Mais la puissance de ces abbés vient aussi de leur organisation et d'une intense activité diplomatique, qui les amène à voyager fréquemment. Le fonctionnement de l'ordre est codifié pour préciser les usages de la règle de saint Benoît. Alors qu'entre les Xe et XIIe siècles, 42 papes se succèdent sur le trône de Pierre, seuls six abbés ont présidé aux destinées de Cluny. Dotés d'un charisme exceptionnel, ces pères fondateurs en imposent aux grands de leur époque, fussent-ils rois ou empereurs. Ainsi, Cluny donnera plusieurs papes à l'Eglise.

Au xe siècle, naît le riche art clunisien

Dès lors, on comprend mieux pourquoi il sembla si important de construire en terre bourguignonne le plus vaste lieu de culte de la chrétienté, symbolisant ainsi le rayonnement de cette capitale monastique. La légende de Cluny III débute d'ailleurs par un rêve, celui de Gunzo, moine à qui, une nuit, alors qu'il est mourant, apparaissent les apôtres Pierre et Paul. Ils lui enjoignent de faire édifier sur place une église qui préfigurerait la Jérusalem céleste, et lui en dictent les proportions. S'il parvient à convaincre Hugues de Semur de réaliser cette construction, Gunzo gagnera dix ans de vie. Et c'est ainsi qu'à la fin du Xe siècle naît ce que l'on nommera plus tard le style clunisien. Un riche décor inspiré de l'Antiquité - qui tranche avec la sobriété des débuts - où se mêlent perles, animaux fantastiques, entrelacs, mosaïques représentant le plus souvent les Actes des Apôtres, les travaux des champs au long de l'année, des scènes de la vie quotidienne.

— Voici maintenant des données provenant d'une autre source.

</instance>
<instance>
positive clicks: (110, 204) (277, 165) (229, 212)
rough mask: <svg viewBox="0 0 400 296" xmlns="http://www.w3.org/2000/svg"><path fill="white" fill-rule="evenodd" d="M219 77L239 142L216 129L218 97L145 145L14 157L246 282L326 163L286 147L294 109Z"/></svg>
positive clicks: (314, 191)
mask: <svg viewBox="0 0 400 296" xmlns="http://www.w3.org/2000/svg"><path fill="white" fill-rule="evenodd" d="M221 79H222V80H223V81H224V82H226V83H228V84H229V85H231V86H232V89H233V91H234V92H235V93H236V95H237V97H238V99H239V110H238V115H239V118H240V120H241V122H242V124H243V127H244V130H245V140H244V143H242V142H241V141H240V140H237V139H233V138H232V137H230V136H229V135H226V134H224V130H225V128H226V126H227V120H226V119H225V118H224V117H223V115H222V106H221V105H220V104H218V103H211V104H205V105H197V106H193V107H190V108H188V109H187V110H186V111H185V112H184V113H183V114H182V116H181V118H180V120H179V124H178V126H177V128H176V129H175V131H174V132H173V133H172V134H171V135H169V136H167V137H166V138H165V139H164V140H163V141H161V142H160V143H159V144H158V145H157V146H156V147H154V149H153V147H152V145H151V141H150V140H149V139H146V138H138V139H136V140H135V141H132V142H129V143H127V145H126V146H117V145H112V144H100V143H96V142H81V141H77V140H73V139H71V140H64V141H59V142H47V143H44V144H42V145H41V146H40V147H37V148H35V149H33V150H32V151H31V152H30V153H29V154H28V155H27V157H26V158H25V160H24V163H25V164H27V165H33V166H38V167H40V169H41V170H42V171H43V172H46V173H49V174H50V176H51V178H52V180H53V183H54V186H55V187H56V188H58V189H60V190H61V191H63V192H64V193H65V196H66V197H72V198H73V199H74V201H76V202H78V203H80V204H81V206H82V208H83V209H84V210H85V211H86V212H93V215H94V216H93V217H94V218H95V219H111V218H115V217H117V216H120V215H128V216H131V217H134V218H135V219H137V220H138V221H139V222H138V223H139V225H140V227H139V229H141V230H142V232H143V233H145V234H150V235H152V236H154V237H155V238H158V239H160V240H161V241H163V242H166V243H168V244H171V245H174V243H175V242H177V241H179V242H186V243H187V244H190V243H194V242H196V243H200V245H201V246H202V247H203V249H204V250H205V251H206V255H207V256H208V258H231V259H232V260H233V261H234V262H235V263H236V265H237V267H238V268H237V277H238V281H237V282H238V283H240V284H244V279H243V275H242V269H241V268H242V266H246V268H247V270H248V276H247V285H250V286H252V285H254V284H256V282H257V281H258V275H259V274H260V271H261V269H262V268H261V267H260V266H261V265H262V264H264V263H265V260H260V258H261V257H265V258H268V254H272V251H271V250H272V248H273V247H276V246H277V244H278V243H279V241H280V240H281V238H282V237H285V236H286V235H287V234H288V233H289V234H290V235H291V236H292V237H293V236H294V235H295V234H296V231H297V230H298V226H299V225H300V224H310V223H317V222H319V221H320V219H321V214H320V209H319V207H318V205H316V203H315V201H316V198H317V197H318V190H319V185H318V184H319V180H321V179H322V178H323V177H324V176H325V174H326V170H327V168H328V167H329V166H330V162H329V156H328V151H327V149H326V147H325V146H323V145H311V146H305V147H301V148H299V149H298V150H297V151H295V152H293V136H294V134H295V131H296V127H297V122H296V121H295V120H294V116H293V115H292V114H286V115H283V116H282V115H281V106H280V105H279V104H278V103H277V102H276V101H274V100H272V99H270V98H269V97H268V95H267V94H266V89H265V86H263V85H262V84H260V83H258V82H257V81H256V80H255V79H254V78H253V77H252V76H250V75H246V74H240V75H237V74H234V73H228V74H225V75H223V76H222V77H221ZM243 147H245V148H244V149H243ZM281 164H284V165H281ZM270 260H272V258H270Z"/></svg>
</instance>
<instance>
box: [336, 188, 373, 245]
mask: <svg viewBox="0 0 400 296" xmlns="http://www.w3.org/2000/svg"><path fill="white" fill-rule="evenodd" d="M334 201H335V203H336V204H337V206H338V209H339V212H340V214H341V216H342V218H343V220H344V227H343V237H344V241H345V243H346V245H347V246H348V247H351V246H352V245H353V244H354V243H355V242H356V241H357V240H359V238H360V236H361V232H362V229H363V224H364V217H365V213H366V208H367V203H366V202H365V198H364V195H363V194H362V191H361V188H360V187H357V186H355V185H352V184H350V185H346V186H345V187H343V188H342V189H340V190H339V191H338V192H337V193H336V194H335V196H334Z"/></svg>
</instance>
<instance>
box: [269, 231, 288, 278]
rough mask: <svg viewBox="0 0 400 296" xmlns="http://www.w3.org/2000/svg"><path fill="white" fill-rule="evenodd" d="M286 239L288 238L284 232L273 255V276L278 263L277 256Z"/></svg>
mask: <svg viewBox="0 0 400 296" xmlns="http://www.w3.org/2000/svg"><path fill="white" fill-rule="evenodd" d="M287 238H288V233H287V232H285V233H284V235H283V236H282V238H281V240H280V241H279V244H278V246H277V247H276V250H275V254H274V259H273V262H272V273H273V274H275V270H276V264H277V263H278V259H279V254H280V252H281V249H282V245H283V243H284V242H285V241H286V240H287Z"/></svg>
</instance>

La plupart de ces merveilles seront détruites sous la Révolution, où l'on transformera en carrière de pierre le symbole triomphant de la gloire clunisienne. Quelques décennies avant cet acte de barbarie, les moines avaient déjà fait détruire leur cloître médiéval pour le remplacer par un autre - toujours existant - plus confortable et plus au goût du jour. La fin d'un rêve.